だが、共同開発者の一人が裏切り、すべての研究資料を持ち去ったあげく、麻薬のような高揚感や依存性、幻覚作用が強く出るようケリゼアンに手を加え、妖魔の巣窟たる闇社会にばらまいた――。
公に出回った分はほとんど回収されたが、ある一定の量・回数を超えて服用した者が助かった例はない。
「食物連鎖の要領で体内に蓄積するほど強毒化するが、幻覚などの深刻な症状が出るまでは、本来の栄養剤としての効能を感じる程度で無症状に近く、毒物を摂取しているとは夢にも思わないそうだ……」
飛叉弥は舌打ち気味に続けた。
「一人だけ――……、解毒薬の研究に打ち込んできた医者がいるが、今日明日中に完成するとは思えん」
よって、現時点で有効といえる対処法は、汚染の有無を確かめた上で、ケリゼアンを散布されないよう井戸や田畑に見張りを置き、汚染が判明した土地に関しては配給を施す――もしく、仮設の村に移住してもらう。

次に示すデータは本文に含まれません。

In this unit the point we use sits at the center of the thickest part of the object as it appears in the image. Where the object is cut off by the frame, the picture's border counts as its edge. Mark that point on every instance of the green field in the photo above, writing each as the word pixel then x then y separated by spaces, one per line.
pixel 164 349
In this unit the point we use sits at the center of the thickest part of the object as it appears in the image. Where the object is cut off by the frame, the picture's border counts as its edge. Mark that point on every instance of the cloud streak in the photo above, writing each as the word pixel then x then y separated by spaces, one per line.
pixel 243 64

とにかく、徹底してケリゼアンを口にしない。これに尽きる。
「俺たちも、自活できなくなった晒し野村民に食糧を届けるついで、移住希望者の手助けに向かわされるはずだったが、状況が変わった……」
賊や妖魔の仕業と思われていた晒し野村民の連続惨殺事件――、お前が華瓊楽に来て初めて対峙した妖魔――蛞茄蝓の異常繁殖、前回の湖虞霊による路盧襲撃も、ようするに、すべてがケリゼアンによって引き起こされた一連の事態だと判明したんだ。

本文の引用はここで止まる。